Después de media hora aproximadamente, se abren las puertas de la plaza del ayuntamiento y el toro recorre libremente las calles durante un par de horas más o algo así, hasta que uno le pega un tiro en la frente con una escopeta y una enorme excavadora de color amarillo recoge su cadáver con la pala y se lo lleva. No hay más. Así acaban seis toros. Mientras el toro estaba por las calles, la inmensa mayoría de la gente adoptaba actitudes de espera no relacionadas con el desarrollo de la acción. Reinaba una especie de cumplimiento; no se respiraba entusiasmo. Los grupos formados, copa en mano en las entradas de los bares, conversaban de asuntos cotidianos. El toro estaba muy lejos en todos los sentidos. Se exponía únicamente quien necesitaba hacerlo: esos cuatro, que condicionaban con su triste ejemplo a corazones ingenuos.
¿Que la corrida corriente es más cruel...? Estoy de acuerdo, pero no por ello deja de parecerme estúpido basar la defensa de un acto perjudicial en el hecho de que existe uno aún peor. Nadie que no esté vinculado económica o visceralmente con el asunto profiere apologías tan poco inteligentes. Siguiendo este razonamiento, llegaríamos a: «¡No se enfade tanto, hombre!» Si precisamente he violado a su hija menor es porque sabía que la mayor padece de hipertensión. Personalmente, y admitiendo que no existe un orden preestablecido en el mundo, prefiero aportar algo para que algún día lo haya que no al revés.¿Se necesita el dinero de las fiestas para mejorar la educación de los niños? Sólo un embustero ofrecería semejante disculpa. ¿Acaso recogería Vd., un billete si el mundo entero le advirtiera de que era portador de un cultivo virulento? Ni que fuera de diez mil pesetas... por mucha necesidad que Vd. tuviera. Y si lo hiciera, ¿qué pensarían los que le vieran llevarlo a su casa, el hogar de sus seres supuestamente queridos? El ejemplo arrastra. La irrespetuosidad hacia cualquier forma de vida arrastra a la falta de respeto ante nuestra propia especie. Y ya me dirá Vd., de qué nos sirven nuestros esfuerzos si no acaban al servicio de una vida más placentera para todos. Es probable que vuelva a Coria, para tomar contacto de nuevo con personas tan agradables como las que me acogieron espléndidamente durante mi primera visita. No obstante, tengo una cosa muy clara. La próxima vez, quiero ver a toda la gente en su salsa, no como si estuviera aburriéndose en la cola de una carnicería.

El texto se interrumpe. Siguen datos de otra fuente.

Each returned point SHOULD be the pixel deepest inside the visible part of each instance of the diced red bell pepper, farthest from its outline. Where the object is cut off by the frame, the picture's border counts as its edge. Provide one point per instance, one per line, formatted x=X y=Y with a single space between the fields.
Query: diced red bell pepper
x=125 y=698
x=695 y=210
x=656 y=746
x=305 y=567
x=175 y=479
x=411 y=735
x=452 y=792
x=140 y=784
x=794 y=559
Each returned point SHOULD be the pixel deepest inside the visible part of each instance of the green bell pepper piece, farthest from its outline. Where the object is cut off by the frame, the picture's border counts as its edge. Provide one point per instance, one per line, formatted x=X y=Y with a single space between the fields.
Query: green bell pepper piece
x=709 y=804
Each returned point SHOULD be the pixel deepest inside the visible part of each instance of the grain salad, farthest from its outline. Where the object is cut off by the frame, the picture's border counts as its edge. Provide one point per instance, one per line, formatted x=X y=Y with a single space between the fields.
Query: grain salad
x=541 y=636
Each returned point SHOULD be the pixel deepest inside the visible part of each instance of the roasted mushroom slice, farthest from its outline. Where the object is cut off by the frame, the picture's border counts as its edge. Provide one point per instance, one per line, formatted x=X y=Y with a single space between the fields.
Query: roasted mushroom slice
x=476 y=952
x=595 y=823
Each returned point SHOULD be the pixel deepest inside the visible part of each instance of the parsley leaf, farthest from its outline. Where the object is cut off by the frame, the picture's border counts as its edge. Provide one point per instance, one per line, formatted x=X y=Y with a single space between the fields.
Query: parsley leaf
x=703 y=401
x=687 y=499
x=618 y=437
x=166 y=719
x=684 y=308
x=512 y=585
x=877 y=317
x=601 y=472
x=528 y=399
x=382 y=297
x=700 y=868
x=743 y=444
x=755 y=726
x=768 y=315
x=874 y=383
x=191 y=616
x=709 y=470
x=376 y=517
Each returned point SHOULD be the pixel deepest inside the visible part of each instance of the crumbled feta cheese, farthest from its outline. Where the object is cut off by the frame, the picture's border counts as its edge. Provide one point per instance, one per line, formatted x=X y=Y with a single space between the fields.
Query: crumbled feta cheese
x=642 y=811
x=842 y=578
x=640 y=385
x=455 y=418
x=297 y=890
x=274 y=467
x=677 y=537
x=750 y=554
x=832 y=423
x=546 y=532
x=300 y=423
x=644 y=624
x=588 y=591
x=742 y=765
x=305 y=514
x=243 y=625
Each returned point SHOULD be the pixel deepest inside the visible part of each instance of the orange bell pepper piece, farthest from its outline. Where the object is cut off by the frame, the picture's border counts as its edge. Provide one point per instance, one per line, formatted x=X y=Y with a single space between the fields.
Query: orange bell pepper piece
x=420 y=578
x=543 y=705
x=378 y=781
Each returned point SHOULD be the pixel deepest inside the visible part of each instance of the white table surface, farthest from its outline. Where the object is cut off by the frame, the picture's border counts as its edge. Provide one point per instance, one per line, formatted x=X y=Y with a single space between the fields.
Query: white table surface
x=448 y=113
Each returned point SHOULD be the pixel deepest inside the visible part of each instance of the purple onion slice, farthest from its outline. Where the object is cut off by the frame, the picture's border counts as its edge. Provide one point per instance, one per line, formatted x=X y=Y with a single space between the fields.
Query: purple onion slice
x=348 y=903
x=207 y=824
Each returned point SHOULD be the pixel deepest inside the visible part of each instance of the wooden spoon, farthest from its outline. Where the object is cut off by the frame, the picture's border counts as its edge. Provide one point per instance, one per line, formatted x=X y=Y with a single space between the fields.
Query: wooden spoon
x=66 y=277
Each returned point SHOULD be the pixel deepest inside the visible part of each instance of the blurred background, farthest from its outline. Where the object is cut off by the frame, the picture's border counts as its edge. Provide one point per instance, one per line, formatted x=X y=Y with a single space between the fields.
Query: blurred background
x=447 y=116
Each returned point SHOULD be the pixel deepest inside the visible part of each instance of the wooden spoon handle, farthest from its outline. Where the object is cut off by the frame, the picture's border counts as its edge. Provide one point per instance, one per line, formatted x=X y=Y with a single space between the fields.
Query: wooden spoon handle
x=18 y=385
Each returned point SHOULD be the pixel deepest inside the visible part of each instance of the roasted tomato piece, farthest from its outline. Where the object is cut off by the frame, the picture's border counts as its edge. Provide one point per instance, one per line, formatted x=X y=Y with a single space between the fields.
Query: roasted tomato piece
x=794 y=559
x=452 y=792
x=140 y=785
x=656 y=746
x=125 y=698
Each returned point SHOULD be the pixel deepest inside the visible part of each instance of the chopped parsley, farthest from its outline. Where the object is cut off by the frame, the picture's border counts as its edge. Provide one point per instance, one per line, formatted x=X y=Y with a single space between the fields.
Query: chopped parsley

Desde luego, sé cuáles son las fechas que debo evitar... la semana cutre, cuando los políticos involucrados, únicos artificies de la impresión totalmente errónea que el resto de España tiene de Coria, hacen obsceno alarde de su falta de visión de futuro. Porque durante las fiestas de San Juan, esa gente, y no los verdaderos Caurienses, es... es Coria.